Back to Theory
Theory6 min read · June 16, 2026

What Is Adaptive Memory Decay? How Feather DB Forgets

Stale memories cause hallucinations. Adaptive memory decay — exponential scoring weighted by half-life, importance, and recall count — lets agents forget the right things at the right speed. Here's how Feather DB implements it, and why it beats static storage on LongMemEval.

F
Feather DB
Engineering

Why agents need to forget

Every AI agent that accumulates context over time faces the same quiet failure mode: it stops forgetting. A memory stored six months ago about a user's job title sits at the same retrieval priority as one stored yesterday about their current project. The agent surfaces the stale fact, confidently, in the middle of a response that needed the fresh one.

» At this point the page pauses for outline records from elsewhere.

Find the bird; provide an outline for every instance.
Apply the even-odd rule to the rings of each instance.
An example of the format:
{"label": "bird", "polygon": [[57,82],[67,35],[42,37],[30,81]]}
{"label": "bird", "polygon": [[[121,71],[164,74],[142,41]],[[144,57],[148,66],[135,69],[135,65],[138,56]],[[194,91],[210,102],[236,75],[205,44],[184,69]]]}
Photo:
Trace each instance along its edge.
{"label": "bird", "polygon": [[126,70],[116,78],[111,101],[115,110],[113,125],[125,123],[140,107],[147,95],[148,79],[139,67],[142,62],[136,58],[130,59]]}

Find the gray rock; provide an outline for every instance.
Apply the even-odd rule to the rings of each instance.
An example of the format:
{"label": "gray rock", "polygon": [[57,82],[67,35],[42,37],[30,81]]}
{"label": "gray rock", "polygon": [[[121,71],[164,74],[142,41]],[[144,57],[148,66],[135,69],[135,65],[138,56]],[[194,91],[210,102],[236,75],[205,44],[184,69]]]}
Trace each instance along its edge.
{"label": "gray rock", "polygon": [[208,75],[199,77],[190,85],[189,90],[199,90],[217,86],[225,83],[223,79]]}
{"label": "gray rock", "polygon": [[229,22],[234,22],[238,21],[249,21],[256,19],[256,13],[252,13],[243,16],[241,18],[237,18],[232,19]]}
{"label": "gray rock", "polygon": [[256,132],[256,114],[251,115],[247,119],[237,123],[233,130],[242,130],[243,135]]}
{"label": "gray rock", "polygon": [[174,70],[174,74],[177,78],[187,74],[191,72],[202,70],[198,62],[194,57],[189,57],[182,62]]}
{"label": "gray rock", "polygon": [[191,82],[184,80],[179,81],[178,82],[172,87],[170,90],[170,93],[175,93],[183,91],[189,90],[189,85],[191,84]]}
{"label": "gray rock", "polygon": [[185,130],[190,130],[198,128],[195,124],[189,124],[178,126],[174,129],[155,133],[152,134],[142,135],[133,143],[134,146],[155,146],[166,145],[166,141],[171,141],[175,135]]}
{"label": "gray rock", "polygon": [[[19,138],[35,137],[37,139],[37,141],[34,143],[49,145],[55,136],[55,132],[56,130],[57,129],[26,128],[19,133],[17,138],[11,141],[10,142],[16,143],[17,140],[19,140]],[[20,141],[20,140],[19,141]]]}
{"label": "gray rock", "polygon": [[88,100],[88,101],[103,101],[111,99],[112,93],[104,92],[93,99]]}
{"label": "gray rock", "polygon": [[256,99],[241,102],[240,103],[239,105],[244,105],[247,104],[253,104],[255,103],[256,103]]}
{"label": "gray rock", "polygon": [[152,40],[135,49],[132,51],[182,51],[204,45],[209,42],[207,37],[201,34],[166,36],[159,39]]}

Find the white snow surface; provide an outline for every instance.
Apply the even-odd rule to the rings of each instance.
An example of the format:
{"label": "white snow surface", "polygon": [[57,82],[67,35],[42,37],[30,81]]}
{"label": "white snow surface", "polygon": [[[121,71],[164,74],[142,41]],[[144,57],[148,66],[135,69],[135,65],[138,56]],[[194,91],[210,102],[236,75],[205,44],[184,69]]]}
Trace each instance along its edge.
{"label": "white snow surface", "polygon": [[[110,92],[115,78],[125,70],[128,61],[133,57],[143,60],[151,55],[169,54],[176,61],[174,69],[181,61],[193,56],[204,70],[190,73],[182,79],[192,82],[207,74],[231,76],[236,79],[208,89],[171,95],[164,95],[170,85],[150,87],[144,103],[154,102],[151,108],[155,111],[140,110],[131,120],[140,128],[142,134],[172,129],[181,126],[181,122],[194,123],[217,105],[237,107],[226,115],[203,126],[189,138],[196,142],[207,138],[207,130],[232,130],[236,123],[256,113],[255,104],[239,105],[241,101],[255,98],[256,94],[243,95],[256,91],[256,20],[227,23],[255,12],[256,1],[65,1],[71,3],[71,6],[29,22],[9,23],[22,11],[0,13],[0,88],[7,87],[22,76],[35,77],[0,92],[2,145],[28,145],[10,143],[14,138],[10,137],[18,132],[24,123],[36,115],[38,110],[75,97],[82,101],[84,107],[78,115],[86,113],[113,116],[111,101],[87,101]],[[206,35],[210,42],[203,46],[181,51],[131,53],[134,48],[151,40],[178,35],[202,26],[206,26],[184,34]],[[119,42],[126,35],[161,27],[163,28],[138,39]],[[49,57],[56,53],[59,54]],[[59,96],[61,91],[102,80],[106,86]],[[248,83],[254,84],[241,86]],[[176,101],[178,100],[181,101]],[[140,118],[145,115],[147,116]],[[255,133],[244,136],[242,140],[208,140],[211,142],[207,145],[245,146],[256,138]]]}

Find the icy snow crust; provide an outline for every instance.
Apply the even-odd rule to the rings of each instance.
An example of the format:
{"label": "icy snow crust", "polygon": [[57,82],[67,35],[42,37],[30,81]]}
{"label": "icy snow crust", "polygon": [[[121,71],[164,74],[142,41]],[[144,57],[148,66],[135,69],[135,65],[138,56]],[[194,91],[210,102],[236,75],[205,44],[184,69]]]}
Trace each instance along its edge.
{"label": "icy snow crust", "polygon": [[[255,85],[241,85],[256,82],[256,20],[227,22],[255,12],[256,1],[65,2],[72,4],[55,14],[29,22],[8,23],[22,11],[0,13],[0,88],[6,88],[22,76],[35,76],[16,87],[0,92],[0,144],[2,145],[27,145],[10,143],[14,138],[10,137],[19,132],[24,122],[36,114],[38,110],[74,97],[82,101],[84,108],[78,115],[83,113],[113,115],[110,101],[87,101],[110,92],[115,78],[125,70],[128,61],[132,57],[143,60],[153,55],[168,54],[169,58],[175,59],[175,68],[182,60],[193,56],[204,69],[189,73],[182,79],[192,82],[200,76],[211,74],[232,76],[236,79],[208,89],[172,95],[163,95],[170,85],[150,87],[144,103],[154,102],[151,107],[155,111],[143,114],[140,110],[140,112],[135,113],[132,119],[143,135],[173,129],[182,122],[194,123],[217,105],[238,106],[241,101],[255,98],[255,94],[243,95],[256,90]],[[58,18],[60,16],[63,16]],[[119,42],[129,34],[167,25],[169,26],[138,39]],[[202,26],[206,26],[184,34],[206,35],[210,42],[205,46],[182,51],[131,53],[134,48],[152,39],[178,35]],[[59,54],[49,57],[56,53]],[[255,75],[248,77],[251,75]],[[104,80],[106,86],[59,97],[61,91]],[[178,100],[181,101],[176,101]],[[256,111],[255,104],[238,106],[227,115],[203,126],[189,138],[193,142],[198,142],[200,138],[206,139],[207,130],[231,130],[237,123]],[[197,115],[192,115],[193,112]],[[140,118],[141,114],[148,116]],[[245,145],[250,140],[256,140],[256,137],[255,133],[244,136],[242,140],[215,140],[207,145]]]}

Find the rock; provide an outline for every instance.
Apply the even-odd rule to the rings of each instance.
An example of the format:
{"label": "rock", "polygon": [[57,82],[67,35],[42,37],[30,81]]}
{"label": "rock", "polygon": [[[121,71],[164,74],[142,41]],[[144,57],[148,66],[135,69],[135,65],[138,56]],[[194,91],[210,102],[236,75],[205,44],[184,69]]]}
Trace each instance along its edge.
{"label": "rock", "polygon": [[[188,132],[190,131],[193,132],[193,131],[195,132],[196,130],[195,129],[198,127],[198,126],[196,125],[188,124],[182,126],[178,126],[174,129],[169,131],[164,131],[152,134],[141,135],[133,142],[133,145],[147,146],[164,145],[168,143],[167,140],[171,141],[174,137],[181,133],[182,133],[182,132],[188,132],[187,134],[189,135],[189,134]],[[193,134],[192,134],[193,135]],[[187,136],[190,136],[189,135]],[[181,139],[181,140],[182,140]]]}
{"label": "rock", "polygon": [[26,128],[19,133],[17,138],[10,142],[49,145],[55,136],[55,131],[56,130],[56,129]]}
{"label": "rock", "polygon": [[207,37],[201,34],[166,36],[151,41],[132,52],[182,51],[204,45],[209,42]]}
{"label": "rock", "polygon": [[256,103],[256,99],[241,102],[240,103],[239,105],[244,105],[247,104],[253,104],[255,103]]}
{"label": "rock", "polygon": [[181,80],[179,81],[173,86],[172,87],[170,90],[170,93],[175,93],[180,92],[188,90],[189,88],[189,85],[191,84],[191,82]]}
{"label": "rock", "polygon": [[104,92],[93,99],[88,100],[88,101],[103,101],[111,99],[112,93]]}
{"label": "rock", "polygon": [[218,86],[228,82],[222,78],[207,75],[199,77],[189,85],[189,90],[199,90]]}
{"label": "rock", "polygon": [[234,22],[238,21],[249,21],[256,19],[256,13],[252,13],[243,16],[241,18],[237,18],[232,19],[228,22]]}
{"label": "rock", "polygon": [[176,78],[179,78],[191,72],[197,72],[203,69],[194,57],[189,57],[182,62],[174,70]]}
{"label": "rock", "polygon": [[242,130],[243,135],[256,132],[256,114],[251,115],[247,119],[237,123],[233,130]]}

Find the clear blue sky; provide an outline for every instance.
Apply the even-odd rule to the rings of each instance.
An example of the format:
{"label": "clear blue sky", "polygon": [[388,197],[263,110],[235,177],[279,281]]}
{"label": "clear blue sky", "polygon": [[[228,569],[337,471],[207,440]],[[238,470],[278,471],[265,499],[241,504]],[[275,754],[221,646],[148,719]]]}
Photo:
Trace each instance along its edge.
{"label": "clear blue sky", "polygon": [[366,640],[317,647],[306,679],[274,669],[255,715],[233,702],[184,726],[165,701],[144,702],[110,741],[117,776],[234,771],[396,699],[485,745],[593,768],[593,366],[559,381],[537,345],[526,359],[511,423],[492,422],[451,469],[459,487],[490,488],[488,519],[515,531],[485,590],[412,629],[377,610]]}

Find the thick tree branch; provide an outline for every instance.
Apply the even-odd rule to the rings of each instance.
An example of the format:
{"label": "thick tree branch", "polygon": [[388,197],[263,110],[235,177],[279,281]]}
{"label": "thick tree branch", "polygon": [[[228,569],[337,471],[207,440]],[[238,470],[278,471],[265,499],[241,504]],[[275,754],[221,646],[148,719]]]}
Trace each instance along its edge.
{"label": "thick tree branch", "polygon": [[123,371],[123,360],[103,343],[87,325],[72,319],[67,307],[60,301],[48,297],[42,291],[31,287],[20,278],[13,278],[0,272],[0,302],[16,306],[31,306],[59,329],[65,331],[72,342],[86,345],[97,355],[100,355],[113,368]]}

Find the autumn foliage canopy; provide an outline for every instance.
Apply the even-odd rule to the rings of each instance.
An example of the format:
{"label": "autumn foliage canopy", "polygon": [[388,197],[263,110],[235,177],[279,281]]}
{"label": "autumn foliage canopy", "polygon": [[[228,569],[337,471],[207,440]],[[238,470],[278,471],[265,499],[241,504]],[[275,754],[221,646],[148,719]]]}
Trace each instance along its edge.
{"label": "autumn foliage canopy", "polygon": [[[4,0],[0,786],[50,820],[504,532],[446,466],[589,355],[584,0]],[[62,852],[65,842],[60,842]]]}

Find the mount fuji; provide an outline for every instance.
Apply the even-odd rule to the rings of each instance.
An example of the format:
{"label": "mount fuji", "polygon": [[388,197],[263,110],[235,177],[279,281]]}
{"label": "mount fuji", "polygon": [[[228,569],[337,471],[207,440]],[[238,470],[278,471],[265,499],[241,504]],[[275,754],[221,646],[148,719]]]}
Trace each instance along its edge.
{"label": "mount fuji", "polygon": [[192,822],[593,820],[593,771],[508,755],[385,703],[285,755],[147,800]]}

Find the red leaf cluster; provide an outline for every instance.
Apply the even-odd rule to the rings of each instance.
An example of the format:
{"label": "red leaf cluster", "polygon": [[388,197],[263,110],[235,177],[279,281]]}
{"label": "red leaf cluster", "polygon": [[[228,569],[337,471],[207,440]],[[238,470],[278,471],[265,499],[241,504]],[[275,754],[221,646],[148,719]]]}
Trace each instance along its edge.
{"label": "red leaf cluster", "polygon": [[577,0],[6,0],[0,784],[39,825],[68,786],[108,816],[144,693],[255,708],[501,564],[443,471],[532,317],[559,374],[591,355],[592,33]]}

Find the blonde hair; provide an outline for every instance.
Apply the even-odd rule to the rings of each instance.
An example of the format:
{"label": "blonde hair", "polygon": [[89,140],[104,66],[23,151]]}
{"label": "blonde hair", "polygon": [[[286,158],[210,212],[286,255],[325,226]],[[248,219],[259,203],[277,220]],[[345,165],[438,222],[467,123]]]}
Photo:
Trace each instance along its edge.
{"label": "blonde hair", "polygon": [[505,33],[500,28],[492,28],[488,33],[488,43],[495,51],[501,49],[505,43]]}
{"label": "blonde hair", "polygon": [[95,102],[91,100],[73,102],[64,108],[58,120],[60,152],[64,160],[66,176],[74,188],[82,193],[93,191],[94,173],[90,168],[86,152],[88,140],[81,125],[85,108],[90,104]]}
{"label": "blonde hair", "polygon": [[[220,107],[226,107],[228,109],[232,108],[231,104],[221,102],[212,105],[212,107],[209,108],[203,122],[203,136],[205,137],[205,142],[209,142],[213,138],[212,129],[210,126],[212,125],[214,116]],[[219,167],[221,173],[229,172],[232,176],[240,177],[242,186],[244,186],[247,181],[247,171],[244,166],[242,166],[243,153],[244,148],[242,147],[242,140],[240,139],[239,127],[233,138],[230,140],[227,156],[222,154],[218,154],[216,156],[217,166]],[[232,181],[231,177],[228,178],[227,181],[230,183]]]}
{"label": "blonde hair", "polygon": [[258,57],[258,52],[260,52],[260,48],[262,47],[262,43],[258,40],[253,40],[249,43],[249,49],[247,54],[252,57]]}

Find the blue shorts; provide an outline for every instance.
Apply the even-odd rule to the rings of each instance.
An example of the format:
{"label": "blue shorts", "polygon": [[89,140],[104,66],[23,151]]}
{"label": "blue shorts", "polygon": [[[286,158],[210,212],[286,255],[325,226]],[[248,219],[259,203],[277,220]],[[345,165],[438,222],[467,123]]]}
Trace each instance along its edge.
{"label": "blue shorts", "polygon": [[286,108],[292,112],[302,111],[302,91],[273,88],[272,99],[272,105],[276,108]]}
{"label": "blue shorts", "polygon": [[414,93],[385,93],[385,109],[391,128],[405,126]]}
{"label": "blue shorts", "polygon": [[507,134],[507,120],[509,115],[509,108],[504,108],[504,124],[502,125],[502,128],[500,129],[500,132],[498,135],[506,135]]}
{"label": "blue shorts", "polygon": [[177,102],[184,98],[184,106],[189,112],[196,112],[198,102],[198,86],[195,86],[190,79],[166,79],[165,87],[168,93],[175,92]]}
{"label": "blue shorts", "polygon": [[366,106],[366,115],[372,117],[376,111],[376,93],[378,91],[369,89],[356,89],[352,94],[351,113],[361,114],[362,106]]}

This isn't a retrieval bug. It's a design assumption — that all memories are equally valid regardless of age. Static vector databases treat retrieval as a similarity problem only. The question is what matches the query. The question that actually matters is what matches the query and is still true.

Adaptive memory decay is the mechanism that answers the second question. It doesn't delete old memories. It progressively reduces their retrieval score based on age, so fresher context competes better — and memories that keep proving useful stay sharp regardless of when they were created.

The exponential decay formula

The mathematical core is straightforward. For any memory in Feather DB, recency is scored as a half-life exponential:

recency = e^(-λ × age_days)
# where λ = ln(2) / half_life

Which is equivalent to the half-life form:

recency = 0.5 ** (age_days / half_life)

Both expressions are identical — 0.5^(t/h) is just e^(-ln(2)/h × t). The half-life form is easier to reason about: when age_days == half_life, recency drops to exactly 0.5. When age_days == 2 × half_life, recency drops to 0.25. When the memory was just written, recency is 1.0.

The full scoring formula combines recency with vector similarity and an explicit importance weight:

stickiness    = 1 + log(1 + recall_count)
effective_age = age_days / stickiness
recency       = 0.5 ** (effective_age / half_life)
score         = ((1 - tw) * similarity + tw * recency) * importance

The tw parameter (time weight, default 0.3) controls how much recency competes with vector similarity. At tw=0, this is pure ANN search — identical to any static vector database. At the default 0.3, recency contributes 30% of the pre-importance score. Similarity still dominates, but a 90-day-old memory takes a meaningful hit.

Half-life by memory type

The most important design decision is choosing the right half-life for each memory type. There is no universal answer — the correct half-life depends entirely on how quickly the information goes stale in your domain.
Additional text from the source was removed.